In contrast with hematopoietic cells and fibroblasts, which express mainly one form of protein tyrosine phosphatase (PTP) SHP-1 or SHP-2, epithelial cells like A431, HeLa, and 293 express both forms of PTP. These two PTP regulate NFkappaB activity differently; SHP-1 inhibits and SHP-2 stimulates NFkappaB activation. In epithelial cells the process of NFkappaB activation depends on the combination of two PTP activities. The activity of PTP SHP-1 dominates in this tandem according to our data. The signal regulatory protein (SIRPalpha) is the adapter and the substrate of PTP SHP-1 and SHP-2. We investigated the role of SIRPalpha and its dominant negative mutant in PTP activities in 293 cells. The overexpression of wild-type SIRPalpha suppresses the activities of both PTP, but has a stronger effect on PTP SHP-2, especially when this protein is overexpressed in 293 cells. In contrast with wild-type SIRPalpha, its dominant negative mutant acts predominantly against PTP SHP-1, and can be detected in the complex with PTP SHP-1. The expression of dominant negative mutant of SIRPalpha has an effect similar to the expression of dominant negative PTP SHP-1 in the process of NFkappaB activation.
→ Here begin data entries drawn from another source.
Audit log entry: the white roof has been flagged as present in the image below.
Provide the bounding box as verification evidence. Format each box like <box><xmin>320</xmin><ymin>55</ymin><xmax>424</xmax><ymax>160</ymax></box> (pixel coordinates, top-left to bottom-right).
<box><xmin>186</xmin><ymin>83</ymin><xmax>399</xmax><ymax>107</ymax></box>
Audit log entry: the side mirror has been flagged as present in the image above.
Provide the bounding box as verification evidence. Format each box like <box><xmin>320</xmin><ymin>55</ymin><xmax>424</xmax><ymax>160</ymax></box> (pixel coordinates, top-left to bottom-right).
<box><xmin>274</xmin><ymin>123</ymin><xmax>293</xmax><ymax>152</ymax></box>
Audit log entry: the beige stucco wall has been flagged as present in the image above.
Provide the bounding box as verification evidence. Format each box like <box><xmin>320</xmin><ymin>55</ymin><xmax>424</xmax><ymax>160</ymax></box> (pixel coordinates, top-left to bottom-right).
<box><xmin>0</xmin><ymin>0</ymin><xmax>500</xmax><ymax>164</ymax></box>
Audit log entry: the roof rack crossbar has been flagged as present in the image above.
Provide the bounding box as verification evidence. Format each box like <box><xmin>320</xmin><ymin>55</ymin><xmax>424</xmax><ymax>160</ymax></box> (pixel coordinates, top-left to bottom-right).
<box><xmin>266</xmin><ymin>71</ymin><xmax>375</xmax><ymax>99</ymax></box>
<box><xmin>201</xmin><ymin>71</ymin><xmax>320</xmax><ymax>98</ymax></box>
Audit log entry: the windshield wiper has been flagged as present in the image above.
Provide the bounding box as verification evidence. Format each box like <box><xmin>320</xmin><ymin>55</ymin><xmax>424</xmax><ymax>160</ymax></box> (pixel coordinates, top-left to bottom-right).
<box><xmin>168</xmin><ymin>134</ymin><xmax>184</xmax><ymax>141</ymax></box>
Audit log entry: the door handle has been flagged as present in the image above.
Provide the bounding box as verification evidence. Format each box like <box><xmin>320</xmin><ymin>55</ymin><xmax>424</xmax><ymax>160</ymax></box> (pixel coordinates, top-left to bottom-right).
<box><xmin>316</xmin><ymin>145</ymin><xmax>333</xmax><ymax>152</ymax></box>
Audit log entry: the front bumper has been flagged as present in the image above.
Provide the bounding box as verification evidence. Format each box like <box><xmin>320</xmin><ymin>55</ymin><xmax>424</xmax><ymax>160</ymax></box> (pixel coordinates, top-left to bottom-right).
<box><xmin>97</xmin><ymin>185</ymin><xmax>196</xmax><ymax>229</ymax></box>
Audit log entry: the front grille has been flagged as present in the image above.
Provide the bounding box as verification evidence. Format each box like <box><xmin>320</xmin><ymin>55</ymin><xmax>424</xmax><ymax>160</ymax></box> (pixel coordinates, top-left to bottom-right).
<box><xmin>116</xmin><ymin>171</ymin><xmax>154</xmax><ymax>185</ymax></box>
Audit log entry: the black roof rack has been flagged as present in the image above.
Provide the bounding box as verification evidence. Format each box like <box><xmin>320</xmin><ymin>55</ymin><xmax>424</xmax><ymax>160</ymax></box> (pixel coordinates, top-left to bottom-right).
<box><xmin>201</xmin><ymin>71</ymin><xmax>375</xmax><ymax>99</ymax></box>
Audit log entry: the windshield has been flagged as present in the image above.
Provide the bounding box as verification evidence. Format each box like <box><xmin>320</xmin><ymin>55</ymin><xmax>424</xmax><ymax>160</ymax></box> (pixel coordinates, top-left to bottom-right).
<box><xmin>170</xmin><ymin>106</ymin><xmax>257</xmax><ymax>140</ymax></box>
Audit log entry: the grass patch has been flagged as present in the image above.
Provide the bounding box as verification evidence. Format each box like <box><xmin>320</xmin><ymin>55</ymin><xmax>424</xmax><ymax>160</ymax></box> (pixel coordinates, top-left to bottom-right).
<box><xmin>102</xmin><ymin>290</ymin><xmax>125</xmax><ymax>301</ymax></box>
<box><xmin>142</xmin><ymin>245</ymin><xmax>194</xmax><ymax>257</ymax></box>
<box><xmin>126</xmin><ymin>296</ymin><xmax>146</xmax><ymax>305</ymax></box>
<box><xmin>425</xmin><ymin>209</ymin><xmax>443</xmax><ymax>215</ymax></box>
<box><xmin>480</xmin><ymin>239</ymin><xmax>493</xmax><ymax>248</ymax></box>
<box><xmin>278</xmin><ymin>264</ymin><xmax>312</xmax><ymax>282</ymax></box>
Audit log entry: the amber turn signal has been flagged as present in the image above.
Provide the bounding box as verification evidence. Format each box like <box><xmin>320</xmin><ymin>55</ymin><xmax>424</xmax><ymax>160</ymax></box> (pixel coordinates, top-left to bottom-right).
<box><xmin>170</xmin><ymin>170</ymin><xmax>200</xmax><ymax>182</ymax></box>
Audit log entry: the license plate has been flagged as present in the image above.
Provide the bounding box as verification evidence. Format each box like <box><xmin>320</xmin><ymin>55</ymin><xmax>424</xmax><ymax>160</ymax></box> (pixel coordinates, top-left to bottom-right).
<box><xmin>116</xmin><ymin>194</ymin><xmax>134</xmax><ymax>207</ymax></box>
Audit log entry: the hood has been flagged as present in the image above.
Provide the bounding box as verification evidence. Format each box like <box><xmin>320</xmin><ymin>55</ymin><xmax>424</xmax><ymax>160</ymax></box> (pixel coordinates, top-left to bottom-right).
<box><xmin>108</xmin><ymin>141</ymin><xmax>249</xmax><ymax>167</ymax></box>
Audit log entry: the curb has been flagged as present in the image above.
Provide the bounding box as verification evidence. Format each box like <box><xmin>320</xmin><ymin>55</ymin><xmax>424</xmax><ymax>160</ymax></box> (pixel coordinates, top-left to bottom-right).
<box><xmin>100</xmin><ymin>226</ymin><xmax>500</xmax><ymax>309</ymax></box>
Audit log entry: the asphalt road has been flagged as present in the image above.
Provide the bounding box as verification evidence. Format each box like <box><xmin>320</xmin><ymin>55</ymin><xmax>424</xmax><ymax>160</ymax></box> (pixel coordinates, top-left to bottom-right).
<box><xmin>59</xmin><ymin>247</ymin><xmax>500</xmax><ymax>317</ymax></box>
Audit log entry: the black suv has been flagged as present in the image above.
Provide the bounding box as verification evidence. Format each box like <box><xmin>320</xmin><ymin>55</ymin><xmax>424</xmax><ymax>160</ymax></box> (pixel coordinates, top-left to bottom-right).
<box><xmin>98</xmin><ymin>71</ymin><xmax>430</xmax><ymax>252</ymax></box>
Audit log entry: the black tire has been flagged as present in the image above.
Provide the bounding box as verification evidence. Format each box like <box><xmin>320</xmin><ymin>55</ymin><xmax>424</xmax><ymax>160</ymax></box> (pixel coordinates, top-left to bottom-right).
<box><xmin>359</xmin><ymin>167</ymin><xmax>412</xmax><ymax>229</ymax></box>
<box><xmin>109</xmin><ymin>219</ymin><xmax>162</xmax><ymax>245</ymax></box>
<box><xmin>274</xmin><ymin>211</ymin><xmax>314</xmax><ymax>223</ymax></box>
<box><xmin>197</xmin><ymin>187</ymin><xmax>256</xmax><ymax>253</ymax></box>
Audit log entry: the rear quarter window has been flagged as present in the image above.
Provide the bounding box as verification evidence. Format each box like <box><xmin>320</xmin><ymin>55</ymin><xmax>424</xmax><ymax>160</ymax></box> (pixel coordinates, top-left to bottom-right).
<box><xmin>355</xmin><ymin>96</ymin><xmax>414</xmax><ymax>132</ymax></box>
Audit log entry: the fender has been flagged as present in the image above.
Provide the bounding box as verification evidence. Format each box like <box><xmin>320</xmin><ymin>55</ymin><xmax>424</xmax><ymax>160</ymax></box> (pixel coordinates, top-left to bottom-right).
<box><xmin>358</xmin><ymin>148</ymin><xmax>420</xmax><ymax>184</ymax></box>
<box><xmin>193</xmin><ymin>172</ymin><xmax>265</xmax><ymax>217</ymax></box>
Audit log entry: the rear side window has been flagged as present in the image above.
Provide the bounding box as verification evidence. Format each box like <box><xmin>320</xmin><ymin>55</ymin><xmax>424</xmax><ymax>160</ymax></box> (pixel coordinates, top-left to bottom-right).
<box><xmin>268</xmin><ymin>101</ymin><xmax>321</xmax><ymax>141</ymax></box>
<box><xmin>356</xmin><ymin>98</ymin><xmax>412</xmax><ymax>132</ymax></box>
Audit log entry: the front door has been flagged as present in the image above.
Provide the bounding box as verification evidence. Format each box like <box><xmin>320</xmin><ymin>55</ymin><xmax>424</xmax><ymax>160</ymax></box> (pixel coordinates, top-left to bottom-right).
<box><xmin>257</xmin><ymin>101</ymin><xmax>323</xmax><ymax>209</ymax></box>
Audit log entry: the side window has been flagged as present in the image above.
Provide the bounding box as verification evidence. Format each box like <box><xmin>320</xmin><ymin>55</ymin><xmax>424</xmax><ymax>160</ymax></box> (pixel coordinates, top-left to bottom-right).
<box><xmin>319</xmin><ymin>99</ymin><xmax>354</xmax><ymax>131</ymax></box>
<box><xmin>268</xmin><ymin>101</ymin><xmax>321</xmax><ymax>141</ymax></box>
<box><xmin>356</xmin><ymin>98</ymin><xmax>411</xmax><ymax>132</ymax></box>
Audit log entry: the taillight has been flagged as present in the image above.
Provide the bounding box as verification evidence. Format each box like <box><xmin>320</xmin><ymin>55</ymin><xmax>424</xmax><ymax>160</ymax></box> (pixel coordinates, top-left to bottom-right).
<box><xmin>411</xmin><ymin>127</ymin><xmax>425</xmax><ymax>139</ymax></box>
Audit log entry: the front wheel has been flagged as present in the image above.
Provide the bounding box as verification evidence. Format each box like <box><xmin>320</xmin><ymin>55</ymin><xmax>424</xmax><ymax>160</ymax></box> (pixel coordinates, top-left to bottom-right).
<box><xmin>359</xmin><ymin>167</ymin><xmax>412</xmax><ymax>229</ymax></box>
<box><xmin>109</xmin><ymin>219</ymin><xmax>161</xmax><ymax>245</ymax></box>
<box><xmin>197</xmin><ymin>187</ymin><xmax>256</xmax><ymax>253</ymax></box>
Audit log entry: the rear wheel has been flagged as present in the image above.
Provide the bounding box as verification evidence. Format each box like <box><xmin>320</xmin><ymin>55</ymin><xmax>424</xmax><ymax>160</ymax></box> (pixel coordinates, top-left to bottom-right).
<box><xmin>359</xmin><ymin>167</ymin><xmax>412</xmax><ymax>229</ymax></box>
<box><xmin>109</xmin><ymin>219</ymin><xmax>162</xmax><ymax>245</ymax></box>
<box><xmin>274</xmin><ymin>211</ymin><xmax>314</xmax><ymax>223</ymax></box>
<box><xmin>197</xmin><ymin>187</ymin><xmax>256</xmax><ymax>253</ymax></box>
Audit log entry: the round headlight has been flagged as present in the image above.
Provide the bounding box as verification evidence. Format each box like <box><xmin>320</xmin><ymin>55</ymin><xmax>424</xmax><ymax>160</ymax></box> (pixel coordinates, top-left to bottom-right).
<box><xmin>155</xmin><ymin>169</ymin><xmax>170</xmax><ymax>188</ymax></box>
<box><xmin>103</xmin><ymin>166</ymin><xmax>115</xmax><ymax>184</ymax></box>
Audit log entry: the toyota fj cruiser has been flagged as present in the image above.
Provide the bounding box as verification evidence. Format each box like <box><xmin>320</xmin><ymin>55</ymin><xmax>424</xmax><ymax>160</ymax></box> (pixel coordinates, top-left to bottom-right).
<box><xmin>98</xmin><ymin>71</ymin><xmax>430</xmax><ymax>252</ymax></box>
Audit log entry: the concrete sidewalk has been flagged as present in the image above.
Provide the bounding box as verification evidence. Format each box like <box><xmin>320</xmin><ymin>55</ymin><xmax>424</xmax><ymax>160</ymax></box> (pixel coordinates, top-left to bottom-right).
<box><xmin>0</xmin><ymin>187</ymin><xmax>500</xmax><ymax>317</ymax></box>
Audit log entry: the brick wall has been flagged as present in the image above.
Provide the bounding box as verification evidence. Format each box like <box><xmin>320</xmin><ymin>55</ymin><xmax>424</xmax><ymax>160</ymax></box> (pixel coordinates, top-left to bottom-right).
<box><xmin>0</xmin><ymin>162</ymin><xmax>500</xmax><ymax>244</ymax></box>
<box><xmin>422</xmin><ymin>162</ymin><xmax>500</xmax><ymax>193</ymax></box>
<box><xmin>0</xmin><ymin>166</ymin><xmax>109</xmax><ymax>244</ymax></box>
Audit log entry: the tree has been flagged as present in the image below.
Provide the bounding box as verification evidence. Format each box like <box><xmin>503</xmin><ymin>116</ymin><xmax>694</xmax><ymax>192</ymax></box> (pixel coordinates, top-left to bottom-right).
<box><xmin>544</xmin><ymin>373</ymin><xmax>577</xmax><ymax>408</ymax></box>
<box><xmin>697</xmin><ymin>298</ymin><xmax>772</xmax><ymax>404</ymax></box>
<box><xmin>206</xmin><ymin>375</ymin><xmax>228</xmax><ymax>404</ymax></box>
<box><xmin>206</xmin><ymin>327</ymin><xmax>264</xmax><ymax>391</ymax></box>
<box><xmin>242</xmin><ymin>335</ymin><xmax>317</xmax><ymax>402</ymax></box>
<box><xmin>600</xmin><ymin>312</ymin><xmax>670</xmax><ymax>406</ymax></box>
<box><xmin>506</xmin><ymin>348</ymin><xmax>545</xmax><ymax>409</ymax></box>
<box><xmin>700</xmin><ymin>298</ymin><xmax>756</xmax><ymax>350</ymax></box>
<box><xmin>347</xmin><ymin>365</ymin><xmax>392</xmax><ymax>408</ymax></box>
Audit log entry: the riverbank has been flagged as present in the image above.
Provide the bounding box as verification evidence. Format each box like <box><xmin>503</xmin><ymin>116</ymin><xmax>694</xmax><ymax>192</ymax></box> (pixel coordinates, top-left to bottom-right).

Dominant negative form of signal-regulatory protein-alpha (SIRPalpha /SHPS-1) inhibits tumor necrosis factor-mediated apoptosis by activation of NF-kappa B.

Genetic suppressor element (GSE) methodology was applied to identify new genes controlling cell response to tumor necrosis factor (TNF). A retroviral library of randomly fragmented normalized cDNA from mouse fibroblasts was screened for GSEs capable of protecting NIH3T3 cells from TNF-induced apoptosis. The most abundant among isolated GSEs represented a fragment of cDNA encoding the C-terminal cytoplasmic region of the immunoglobulin family inhibitory receptor, SHPS-1 (mouse homologue of human SIRPalpha). Ectopic expression of this fragment (both from human and mouse versions) increased the NF-kappaB-dependent transcription in three cell lines tested; this effect could be reduced by the expression of full-length SIRPalpha, suggesting that the isolated GSE acts through a dominant negative mechanism. GSE-mediated activation of NF-kappaB depended on the presence of serum, was abrogated by wortmannin, and was associated with phosphorylation of PKB/Akt, suggesting that Akt mediates it. These data indicate that SIRPalpha/SHPS-1 is involved in negative regulation of NF-kappaB signaling.